Sexton B, Adair KC, Leonard MW, et al. BMJ Qual Saf. 2018;27:261-270.
Achieving an optimal culture of safety is a central component of patient safety. Prior research supports that higher levels of employee engagement are correlated with improved perceptions of safety culture and that higher rates of burnout are associated with more negative perceptions of safety culture. Leadership WalkRounds has been touted as an intervention to improve safety culture, although the evidence for its efficacy has been mixed. In a more recent study, clinical units that received feedback from walkrounds had lower rates of burnout and more positive perceptions of safety culture. In this cross-sectional survey study, researchers analyzed the relationship between receiving feedback on the actions resulting from walkrounds and health care employees' perceptions of safety culture, engagement, burnout, and work–life balance across 829 settings. Work environments in which walkrounds were conducted with feedback had higher safety culture and employee engagement scores. A past PSNet interview and Annual Perspective discussed the relationship between burnout and patient safety.

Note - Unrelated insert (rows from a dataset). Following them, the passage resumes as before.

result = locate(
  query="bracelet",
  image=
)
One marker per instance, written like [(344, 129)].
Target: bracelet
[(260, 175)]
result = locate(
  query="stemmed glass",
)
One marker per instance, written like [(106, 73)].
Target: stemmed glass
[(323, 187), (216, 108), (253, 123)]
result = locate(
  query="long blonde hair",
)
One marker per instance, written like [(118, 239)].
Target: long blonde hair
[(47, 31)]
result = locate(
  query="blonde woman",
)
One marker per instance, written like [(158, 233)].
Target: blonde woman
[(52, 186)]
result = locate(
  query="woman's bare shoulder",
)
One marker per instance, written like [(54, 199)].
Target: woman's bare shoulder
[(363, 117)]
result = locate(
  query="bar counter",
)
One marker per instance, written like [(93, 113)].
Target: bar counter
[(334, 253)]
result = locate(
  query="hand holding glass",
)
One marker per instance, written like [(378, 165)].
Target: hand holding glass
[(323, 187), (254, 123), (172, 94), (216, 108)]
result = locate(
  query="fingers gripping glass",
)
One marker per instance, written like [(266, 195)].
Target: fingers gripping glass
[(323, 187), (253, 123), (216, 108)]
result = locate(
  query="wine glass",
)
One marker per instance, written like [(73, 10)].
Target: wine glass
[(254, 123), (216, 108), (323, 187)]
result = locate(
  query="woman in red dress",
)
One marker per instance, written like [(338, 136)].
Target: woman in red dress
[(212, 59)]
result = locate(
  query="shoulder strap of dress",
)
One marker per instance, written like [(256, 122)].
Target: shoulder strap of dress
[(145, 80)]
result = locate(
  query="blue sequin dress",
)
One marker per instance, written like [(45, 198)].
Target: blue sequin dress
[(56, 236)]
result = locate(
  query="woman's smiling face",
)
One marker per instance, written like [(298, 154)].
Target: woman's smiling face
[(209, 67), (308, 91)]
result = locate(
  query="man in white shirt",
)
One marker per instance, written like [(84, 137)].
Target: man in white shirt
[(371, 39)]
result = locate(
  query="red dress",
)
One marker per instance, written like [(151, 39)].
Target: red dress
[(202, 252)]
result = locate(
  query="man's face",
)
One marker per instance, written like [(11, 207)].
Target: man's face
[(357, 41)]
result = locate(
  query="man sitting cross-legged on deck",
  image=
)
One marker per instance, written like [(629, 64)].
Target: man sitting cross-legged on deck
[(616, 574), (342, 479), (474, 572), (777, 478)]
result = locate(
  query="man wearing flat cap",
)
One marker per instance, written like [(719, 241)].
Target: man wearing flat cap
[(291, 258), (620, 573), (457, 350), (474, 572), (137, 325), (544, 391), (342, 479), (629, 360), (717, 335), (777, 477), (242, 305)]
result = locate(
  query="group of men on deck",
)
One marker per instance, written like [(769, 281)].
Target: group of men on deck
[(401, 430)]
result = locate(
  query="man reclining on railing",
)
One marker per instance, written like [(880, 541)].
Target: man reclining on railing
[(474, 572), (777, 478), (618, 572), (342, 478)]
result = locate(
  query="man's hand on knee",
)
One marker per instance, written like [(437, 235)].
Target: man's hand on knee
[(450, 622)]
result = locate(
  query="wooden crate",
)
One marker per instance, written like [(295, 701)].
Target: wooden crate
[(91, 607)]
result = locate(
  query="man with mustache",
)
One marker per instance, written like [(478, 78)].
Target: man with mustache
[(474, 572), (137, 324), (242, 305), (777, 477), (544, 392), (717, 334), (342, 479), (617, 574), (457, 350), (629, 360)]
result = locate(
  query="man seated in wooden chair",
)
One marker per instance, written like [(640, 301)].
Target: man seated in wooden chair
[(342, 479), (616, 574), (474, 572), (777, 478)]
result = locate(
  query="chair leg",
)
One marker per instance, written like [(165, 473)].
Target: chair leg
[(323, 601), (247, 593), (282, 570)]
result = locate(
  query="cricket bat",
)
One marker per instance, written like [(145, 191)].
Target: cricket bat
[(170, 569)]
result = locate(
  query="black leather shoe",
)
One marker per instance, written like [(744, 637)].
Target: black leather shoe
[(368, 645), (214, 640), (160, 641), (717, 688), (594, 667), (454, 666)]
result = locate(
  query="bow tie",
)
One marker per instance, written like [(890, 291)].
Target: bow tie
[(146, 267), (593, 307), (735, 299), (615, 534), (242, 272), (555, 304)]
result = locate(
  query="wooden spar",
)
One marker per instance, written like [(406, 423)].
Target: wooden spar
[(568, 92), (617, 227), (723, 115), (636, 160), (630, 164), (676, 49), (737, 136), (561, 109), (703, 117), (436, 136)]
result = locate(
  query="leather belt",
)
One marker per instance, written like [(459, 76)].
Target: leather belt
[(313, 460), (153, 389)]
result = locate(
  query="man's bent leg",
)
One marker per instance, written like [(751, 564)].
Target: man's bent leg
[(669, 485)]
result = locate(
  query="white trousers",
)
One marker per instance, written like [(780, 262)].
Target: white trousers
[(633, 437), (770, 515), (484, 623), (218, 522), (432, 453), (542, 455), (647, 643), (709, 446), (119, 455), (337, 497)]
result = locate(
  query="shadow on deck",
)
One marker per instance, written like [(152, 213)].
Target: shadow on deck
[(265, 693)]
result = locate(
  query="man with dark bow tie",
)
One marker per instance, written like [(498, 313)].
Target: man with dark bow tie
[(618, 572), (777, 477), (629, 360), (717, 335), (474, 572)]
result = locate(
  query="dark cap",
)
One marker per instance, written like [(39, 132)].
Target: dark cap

Lipitz-Snyderman A, Pfister D, Classen D, et al. Cancer. 2017;123:4728-4736.
Cancer care has been the setting for seminal, practice-changing errors. This retrospective study aimed to identify adverse events in cancer care through medical record review, using a random sample of breast, colorectal, and lung cancer cases from 2012. As with prior studies, physician investigators determined preventability and extent of harm. Over a third of patients experienced an adverse event, and about 32% of adverse events were deemed preventable. Most adverse events occurred in the inpatient setting. Adverse events included medication errors and hospital-acquired conditions, such as pressure ulcers and falls. The authors conclude that patient safety remains an important consideration for cancer care that merits further research and improvement efforts.
Schiff G, Nieva HR, Griswold P, et al. Med Care. 2017;55:797-805.
A recent AHRQ technical brief on ambulatory safety found that evidence for effective interventions is lacking. This cluster-randomized controlled trial examined whether participation in a multimodal quality improvement intervention enhanced safety processes at primary care clinics compared to usual practice. Using chart review, investigators determined that clinics receiving the intervention—which included a learning network, webinars, in-person meetings, and coaching—improved documentation and patient notification for abnormal test results overall. Also, time between test date and treatment plan was shorter in intervention sites. Through pre–post surveys, they learned that patient perceptions of quality and safety improved modestly for coordination and communication but were otherwise similar between the sites. Staff perceptions of safety and quality were similar pre–post and between intervention and control sites. Barriers to improvement included time and resource constraints, staff turnover, health information technology, and local practice variation. The authors recommend further study to determine the potential for multimodal practice-level interventions to enhance outpatient safety.